Decabit: Or The Conspiracy Theory That Wasn’t

[LDX] first noticed the odd sounds coming out of his ceiling fan, regularly, on the hour and half-hour. Then he noticed that the lights were flickering as well. Figuring something was up, he built a logging power-line monitor to see if he could decode the shadowy signals and figure out what cryptic messages were being transmitted over the power lines. Naturally, he suspected the Illuminati were behind it.

Even if you’re not prone to flights of fancy, you might want to keep track of your power line because it can serve as an accurate long-run timebase for projects, or because it can tell you something about the overall health of the grid.

3696681480306491308[LDX]’s circuit is as simple as can be. A 10 V AC transformer reduces the mains power down to something reasonable. A resistive divider chops this down further to the range that an Arduino can handle, and then another voltage divider biases the signal to the Arduino’s ADC midpoint. The plus-minus 10 V signal thus swings between 0 and 5 V, just.

SPOILERS! After confirming that there was a higher-frequency wiggle superimposed on top of the power-line frequency, he contacted the folks at his power company in Denver. got a tip in the comments to his project from someone named [Denver]. The system is called Decabit and it’s used to control street lights, hot water boilers, and other public infrastructure that might want to be coordinated to run when power is cheap or when it gets dark. The PDF that he links to explains it all, so you can take your tinfoil hat right back off.
But we still think it’s a fun project to look into the power lines. Who knows what other people will find? CON-spiracy!

69 thoughts on “Decabit: Or The Conspiracy Theory That Wasn’t

  1. We once own a home back in the Seventies that had the hydronic heating and domestic hot water connected such that the power company could exert some control during peak periods. Went through several Canadian winters in this place and I cannot say we ever noticed any time this was happening.

    1. I did a quick search, and it seems this system is from the 1960’s.
      One data package is 10 impulses (+1 start impuls) of 600ms and takes 6.6 seconds to send.
      126 possible commands.
      Can’t find any more information than that. There seems to be no way to adress individual endpoints.

      How’s that for security.

      1. Unless I did the math wrong (possible) you can communicate with 54 devices in each of the 22 segments of the K22 window.
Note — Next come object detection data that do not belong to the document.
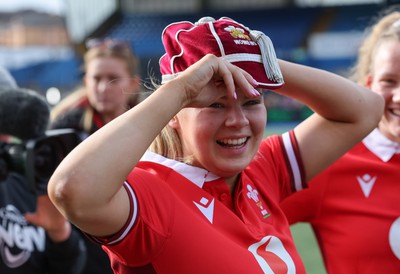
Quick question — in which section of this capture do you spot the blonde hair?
[51,40,141,121]
[350,7,400,84]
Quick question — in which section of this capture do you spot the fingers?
[214,55,260,99]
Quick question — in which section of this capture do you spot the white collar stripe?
[282,132,303,191]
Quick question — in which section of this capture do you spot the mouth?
[389,109,400,117]
[217,137,249,148]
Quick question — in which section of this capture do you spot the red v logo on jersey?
[357,174,377,198]
[193,197,214,223]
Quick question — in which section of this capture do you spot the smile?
[217,137,248,147]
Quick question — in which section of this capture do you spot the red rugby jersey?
[281,129,400,274]
[89,132,305,274]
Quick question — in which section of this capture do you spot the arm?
[48,55,259,236]
[277,61,384,181]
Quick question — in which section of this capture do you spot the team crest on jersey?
[357,174,377,198]
[247,185,271,219]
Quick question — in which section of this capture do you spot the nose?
[225,106,249,127]
[97,80,108,93]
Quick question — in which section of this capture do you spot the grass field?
[265,123,326,274]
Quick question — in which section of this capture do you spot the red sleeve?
[87,168,175,265]
[280,170,329,224]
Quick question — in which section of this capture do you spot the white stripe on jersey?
[282,132,303,191]
[107,181,138,245]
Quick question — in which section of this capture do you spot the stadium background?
[0,0,398,274]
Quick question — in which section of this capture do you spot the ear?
[168,115,180,129]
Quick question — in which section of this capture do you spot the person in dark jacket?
[0,67,86,274]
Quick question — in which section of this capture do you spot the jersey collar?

For each device (relay) you can tell it to be off or on. No toggling, just “you should be off” or “you should be on.”

        Each communications packet has 10 bits plus a start bit. Each device is coded to respond to only five of those bits. If they are all on, it turns on. If they are all off, it turns off. It even sounds like you could control at least two devices at a time as long as the common bits of each need to be set to the same state. If two devices each use 5 completely distinct bits you could control both in the same packet.

        At least that’s the way I read the spec.

        1. (It’s worth noting, though I’m sure you get this, that a single “device” or “channel” would typically represent hundreds or thousands of separate devices of one type, each with their own relay. But it’s convenient to speak in terms of a single device.)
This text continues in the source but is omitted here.